The surface of the county slopes gently to the south, with no mountains of deep valleys; Musquito Bluff, in the western part, is the highest point. Geologically, the county is on the lowest strata of Paleozoic formation, or the Potsdam sandstone; yet the general level is two hundred feet above Lake Michigan.

By the census of 1875, the population numbered 14,857. There are eighty public schools in the county, with an attendance, in 1875, of 3,221. With more than half a million of acres in the county, there were, in 1876, only thirty-two thousand cultivated, exclusive of the grass lands. Originally, the county was an extensive timber-tract, mainly of pine, especially along the rivers, with a few oak openings in the southeast. Hay and cranberry marshes are not uncommon, and tamarack swamps are seen occasionally. The north is still covered with pine forests, and the northeast is quite bluffy. A strip about a mile wide, upon east side of Wisconsin river, is very sandy. On the east, it gradually changes to a fertile yet sandy loan; on the west, it soon becomes richer, with a clay sub-soil. Sandstone quarries of good building material, are found in different parts of the county. Granitic formation of azoic or metamorphic rocks, about in and along the largest rivers.

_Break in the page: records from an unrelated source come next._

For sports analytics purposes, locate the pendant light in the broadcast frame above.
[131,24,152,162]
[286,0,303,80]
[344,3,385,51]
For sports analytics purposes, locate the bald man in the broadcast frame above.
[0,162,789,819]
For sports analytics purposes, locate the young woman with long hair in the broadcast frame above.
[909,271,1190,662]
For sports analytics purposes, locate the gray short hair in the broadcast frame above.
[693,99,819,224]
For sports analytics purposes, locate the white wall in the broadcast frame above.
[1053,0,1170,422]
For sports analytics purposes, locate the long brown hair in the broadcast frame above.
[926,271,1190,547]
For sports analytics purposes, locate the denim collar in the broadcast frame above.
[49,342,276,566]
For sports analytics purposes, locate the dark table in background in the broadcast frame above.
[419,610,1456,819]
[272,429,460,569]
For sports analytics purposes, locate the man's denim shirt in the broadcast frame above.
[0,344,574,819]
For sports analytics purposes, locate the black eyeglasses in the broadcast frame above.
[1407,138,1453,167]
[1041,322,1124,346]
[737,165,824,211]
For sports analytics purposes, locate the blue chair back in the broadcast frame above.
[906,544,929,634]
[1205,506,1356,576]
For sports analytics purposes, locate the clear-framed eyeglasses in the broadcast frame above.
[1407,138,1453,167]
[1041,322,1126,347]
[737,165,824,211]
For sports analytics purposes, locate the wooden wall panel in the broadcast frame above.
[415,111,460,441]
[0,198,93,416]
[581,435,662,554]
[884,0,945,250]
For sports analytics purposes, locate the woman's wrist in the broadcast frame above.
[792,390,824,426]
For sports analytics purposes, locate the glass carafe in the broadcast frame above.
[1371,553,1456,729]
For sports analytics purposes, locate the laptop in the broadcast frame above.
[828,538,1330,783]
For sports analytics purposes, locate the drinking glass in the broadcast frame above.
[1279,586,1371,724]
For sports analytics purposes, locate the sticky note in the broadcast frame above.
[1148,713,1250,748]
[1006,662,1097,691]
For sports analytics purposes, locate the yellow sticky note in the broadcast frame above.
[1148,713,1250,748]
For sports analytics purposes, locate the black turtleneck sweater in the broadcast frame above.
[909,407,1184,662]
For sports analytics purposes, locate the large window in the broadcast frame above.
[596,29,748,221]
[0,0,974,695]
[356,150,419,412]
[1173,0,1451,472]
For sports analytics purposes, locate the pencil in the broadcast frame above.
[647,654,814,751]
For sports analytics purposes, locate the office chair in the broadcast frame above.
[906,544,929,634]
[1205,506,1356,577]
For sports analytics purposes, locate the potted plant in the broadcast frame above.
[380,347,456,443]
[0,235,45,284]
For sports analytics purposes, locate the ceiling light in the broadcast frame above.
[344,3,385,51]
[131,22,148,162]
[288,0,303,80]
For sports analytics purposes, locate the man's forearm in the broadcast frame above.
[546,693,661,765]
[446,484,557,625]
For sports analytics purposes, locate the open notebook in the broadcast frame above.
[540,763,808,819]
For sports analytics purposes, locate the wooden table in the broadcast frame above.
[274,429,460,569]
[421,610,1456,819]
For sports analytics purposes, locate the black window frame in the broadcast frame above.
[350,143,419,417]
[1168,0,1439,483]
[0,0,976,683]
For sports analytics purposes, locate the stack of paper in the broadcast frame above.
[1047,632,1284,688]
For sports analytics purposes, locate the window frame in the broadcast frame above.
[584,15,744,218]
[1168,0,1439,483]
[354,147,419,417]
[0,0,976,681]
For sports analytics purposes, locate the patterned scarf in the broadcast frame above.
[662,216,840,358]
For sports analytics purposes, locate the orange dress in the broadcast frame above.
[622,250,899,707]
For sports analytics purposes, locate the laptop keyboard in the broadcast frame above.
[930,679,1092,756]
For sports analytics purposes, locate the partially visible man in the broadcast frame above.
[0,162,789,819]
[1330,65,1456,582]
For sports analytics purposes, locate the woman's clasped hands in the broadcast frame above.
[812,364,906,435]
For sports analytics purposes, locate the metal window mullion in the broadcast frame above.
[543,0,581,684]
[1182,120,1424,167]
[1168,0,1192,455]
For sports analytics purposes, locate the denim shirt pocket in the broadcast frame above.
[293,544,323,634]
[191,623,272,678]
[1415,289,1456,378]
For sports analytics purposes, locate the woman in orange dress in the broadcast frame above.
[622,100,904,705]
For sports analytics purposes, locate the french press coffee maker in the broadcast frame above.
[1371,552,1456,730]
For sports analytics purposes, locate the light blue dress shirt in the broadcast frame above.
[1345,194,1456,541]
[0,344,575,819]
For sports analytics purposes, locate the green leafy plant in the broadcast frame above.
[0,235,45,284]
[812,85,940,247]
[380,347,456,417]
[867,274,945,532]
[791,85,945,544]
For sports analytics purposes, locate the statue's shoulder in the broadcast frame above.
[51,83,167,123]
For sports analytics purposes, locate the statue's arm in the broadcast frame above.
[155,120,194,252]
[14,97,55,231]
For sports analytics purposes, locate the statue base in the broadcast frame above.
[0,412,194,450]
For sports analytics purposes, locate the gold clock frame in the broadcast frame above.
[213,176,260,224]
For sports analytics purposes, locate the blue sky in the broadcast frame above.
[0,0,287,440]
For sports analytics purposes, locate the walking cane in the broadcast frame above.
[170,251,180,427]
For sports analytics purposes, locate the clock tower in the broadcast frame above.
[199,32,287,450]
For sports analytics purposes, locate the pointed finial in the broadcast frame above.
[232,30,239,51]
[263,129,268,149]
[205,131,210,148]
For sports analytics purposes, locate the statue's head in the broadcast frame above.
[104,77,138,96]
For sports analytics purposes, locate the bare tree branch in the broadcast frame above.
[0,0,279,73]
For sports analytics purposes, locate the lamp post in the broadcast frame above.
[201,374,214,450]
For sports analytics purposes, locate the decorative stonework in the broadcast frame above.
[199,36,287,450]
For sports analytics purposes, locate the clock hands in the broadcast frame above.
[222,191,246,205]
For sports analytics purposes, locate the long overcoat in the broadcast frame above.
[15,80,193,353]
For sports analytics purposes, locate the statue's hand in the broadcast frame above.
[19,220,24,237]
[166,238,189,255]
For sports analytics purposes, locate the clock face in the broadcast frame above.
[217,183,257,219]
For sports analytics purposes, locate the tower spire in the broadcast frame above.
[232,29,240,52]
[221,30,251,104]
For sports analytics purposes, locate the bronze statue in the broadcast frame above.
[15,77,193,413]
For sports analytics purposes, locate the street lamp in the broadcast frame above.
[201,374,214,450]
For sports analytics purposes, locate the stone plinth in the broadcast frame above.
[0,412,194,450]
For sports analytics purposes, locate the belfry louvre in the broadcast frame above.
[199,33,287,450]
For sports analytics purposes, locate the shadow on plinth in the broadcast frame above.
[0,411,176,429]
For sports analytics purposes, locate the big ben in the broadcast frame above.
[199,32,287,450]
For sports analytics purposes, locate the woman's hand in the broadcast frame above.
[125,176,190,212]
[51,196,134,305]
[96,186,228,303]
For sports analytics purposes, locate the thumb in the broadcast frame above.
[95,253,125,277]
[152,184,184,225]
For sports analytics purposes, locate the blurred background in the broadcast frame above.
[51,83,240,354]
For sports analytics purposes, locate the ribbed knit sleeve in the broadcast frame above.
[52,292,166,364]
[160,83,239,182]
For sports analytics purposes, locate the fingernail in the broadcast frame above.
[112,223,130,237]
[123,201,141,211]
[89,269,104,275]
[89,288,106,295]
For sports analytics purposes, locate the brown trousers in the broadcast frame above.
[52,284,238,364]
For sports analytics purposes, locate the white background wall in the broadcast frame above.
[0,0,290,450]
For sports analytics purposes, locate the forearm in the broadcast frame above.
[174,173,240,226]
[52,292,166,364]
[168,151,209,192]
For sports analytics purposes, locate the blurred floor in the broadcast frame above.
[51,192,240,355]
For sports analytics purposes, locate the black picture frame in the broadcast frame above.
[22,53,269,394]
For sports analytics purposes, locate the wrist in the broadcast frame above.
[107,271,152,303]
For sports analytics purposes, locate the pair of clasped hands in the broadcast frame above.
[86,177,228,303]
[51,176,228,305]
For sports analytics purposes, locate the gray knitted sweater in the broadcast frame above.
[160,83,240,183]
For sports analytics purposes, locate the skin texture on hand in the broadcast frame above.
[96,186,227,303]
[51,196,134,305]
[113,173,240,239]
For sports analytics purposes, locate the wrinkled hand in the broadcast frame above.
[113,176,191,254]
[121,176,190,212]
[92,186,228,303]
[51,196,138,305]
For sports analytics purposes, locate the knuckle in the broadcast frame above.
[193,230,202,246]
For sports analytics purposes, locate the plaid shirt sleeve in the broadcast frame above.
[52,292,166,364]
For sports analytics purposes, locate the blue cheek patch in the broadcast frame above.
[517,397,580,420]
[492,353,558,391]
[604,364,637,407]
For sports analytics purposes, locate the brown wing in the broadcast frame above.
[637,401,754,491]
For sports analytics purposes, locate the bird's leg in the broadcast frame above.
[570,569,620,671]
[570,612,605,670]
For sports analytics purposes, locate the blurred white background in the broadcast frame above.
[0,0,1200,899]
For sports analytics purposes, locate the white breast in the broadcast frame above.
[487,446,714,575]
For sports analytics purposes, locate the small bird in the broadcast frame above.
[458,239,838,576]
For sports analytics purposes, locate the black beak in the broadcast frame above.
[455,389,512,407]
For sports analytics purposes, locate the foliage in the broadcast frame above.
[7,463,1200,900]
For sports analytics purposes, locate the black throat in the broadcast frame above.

The people in the county are about one-half Americans. The northeast part of the county is almost wholly Norwegian; the southwest is largely composed of Germans. The floating population comprise a large percentage of the workmen in the winter camps of the pineries. Many Indians continue to make Portage county their home. A few have settled upon farms, but most still lead a nomadic life, relying for subsistence upon fish, game, and berries of all kinds, which are found in abundance. Farming is remunerative, and must some time become the leading industry in the county. Sufficient wheat and other grain was raised last year in the county to supply the eight flour and feed mills. The farms, at present, are in the eastern and southern sections of the county. These farming communities, together with the "Point," constitute nearly all the permanent population. Hop raising is becoming an important interest in the eastern half of the county. In 1876, there were fully a quarter of a million pounds of hops shipped.

This county was first settled by seekers after pine lands, and the lumber interest still overshadows all others. There are twenty-four saw-mills in the county, with a capacity for manufacturing 109,250,000 feet of lumber per year. The last season being uncommonly dull, only about 63,000,000 were manufactured. The twenty-one shingle mills of this county have a capacity of 140,000,000, but in 1876 only 51,400,000 were made. The value of all the pine products during the past year, is fully one million dollars, at present low prices.

The hardwood supplies are comparatively untouched. The season of 1877, has been remarkable for the early melting of snow, thereby preventing the transfer of logs from the pinery to the river or mills, and hence greatly diminishing the lumber products.